My writing has been getting hella deep lately. (hella, did I really just say that. Yes I did. Moving on.) It’s no secret I am swimming in one very introspective chapter of life, one of those growing stages. (does it ever stop? My mom says no.) This particular period of life involves an excavation of layers physical, mental, and emotional.
My words lately have been challenging words, raw and real words, the kind that hit us where it hurts.
But it’s important to remember: not all days are bad days. There may be moments of darkness, hours and weeks, but there is light, too, oh so much light seeping through the cracks I’m sealing around my tired body and soul. And you know what? It is time to give the light its fair chance to shine on these pages, too. So here we go:
Welcome to Wellness Trending, my new weekly (well, #goals weekly) series. As I recover from disordered eating habits, exercise addiction, the fallout to both of those and, well, all the other stuff I’ve been writing about lately, I’ve been getting curious. And I crave a space to really dig into this curiosity and talk it out with you all, because I know I am not alone in the quest for all the healthy things–
In need of an honestly messy, imperfectly-photographed smoothie bowl, sweaty post-workout-way, too.
I’ve thought for the most part, post-college and post-ED recovery, I was living a fairly healthy lifestyle. But as much as I was working out and sleeping and being (a little bit more) selective of my foods, I was failing to pause and really take note:
How does this make me feel? Why is this new crop of hormonal acne popping up, why am I always always tired, why are my cramps so bad and happening twice a month, why do I lose my shiz at the drop of a hat, why do I NEED sweets after every meal?
I was failing to take notice of truly how I was fueling my body and my days through nutrition–and I knew I needed a change. So I started researching. I started reading, listening to podcasts, shooting my (amazing I love her life saving) doctor near-daily emails, seeking out trends both old and new popping up like daisies in the concrete cracks, and finally started implementing.
Many trends I have adopted. (Whole30 and Bulletproof coffee to name two). Others I don’t think will ever be for me. And as I’ve taken a deeper look over the past few months, I realize I am seeing change. Big and small, inside and out.
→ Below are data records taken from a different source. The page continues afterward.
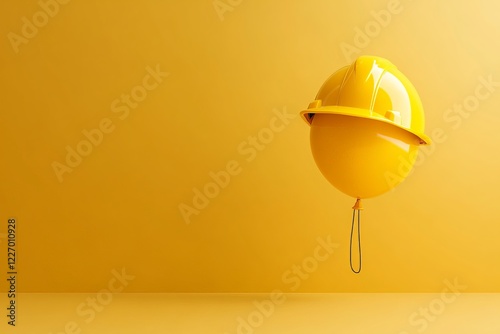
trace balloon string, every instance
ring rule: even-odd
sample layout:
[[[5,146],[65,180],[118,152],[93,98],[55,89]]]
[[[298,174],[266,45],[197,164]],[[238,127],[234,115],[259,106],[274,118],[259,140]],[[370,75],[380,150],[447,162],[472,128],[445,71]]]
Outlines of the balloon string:
[[[355,270],[353,265],[352,265],[352,235],[354,233],[354,221],[356,217],[356,211],[358,211],[358,255],[359,255],[359,265],[358,265],[358,270]],[[349,243],[349,261],[351,265],[351,270],[353,273],[359,274],[361,271],[361,231],[359,229],[361,217],[360,217],[360,211],[359,209],[354,209],[352,210],[352,224],[351,224],[351,240]]]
Physically, mentally, emotionally–changing.
I am finally at a place where I feel more solid in myself and in my body. I see its strengths, not its flaws, more and more in the mirror lately. Of course, I still struggle every day. Getting to this place took years of deep emotional work and healing.
I’m learning to let it go though, little by little. And in this process, I realize I would love to share a lot of that here, with you, and continue the conversation. Why? Because we all deserve to be confident in our skin. To glow. To feel SO GOOD. To have the energy to take on our days. To sleep soundly. Yes! We all deserve that.
My history runs long and deep. By exposing it more and more to the light, I hope to burn away the darkness and give you, or your friend or sister or cousin, permission to do the same. We are not alone in the struggle.
So I am starting from the inside out, and sharing my journey here. Keepin’ it real, and hopefully real helpful.
It’s true my friends–I have sipped from the SF health junkie water and raced toward the bandwagon. Move on over, perfect-smoothie-bowl-picture-taker, that’s my seat right there. And it’ll be a messy, fingers sticky ride, indeed. Let’s do this.
*disclaimer because we need it: I am not a health professional or expert (at all). Be aware of other blogs who claim they are. Always consult with your doc when you’re wanting to dig in and try something new. This blog is merely a space to explore various wellness trends and get real about body love. And remember, every BODY is different. Listen to yours! Woo!